This is a problem set I have, it's not a homework but it's very important practice...
Send me some hints please, I don't want an answer I need to get it by myself but I'm failing miserably...
The problem is:
Prove that for all natural numbers $n$, $4^n > n^3$
Let's see: We have that $2^n>n$ for all $n$, and $2^n>n^2$ for $n\ge 5$. So $4^n=2^n2^n>n^3$ for $n\ge 5$, and we just need to prove the cases $n\le 4$ by hand, and this is straightforward.

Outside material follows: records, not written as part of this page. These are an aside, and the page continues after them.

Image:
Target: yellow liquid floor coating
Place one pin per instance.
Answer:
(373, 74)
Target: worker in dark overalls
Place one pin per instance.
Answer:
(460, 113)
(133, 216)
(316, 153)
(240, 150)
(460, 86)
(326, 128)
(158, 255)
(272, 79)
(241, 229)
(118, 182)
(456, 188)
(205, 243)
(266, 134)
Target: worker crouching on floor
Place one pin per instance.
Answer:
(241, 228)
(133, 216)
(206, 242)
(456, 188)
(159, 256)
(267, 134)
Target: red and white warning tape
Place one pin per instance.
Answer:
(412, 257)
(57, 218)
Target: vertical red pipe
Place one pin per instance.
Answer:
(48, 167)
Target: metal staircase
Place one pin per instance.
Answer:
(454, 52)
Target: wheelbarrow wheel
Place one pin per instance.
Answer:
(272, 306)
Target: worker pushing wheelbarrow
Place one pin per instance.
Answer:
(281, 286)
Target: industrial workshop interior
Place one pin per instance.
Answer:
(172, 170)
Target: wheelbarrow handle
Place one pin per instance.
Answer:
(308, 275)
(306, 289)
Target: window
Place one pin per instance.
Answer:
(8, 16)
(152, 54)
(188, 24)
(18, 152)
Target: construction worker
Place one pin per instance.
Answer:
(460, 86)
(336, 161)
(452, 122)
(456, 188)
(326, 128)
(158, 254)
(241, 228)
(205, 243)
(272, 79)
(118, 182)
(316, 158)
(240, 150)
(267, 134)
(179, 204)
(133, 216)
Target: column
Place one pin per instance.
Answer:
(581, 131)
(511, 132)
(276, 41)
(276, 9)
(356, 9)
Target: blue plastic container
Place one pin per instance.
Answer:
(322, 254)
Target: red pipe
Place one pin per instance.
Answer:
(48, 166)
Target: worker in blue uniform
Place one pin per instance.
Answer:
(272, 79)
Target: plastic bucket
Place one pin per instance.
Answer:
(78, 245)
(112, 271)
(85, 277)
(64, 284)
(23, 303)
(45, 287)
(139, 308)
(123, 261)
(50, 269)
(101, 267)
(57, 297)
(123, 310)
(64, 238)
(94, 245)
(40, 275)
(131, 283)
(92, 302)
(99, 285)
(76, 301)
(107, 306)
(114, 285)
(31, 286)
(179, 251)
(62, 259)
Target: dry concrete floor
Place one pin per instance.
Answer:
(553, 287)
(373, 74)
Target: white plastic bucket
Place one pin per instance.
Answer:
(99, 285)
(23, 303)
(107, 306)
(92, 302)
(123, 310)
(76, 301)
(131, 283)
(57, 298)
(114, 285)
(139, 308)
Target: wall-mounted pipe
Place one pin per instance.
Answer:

Your qn in the title and the body are not the same. Taking the version in the title as your question here is a suggestion to attack: Take the ratio of consecutive terms. For the LHS the ratio is $4^{n+1}/4^n = 4$. That is every time the LHS gets magnified by a factor of 4. For the RHS the ratio is $\frac{ (n+1)^3}{n^3}$ which keeps getting smaller; $(3/2)^3=27/8$ is already less than 4. So you can see that LHS will be bigger.
I made it for every natural $n\geq 3$, $4^n>n^3$.
For induction in $n$. First, for $n=3$ is ok : $4^3>3^3$. Therefore, it is the basis of induction.
Now suppose that the inequality is true to a certain $n=k$, i.e., $4^k>k^3$. So as $k\geq 3$, it follows that $k^2\geq 9>3$ and $k^3\geq 9>1$, then $$4^{k+1}=4^k\cdot 4>k^3\cdot 4=k^3+k^3+k^3+k^3>k^3+1 +k^2\cdot k+k\cdot k^2>$$ $$>k^3+1+3k^2+3k=(k+1)^3. $$
Therefore, the result follows by induction.
Induction is clearly enough, as pointed by @user131755. If you like another approach, consider the function $f:\mathbb{R}^+\to\mathbb{R}^+$ given by $f(x)=x^3 e^{-\log(4) x}$. Its derivative is: $$f'(x) = \left(3x^2-\log(4)x^3\right)e^{-\log(4) x},$$ so $f(x)$ has a maximum in $x=\frac{3}{\log 4}$ and $$ f(x) \leq f\left(\frac{3}{\log 4}\right)=\left(\frac{3}{e\log 4}\right)^3\leq\left(\frac{9}{10}\right)^3<1 $$ since $e>\frac{5}{2}$ and $\log(2)>\frac{2}{3}$. $f(x)<1$ just gives $4^x>x^3$ for any $x>0$.
In alternative, for any $n\geq 3$ by the binomial theorem we have: $$ 4^{n} = \frac{1}{4}(3+1)^{n+1} > \frac{27}{4}\binom{n+1}{3} = \frac{9}{8}(n^3-n)=n^3+\frac{n(n+3)(n-3)}{8}\geq n^3.$$
Try induction. $4^n=4 \cdot 4^{n-1}$ and the binomial theorem might come in handy.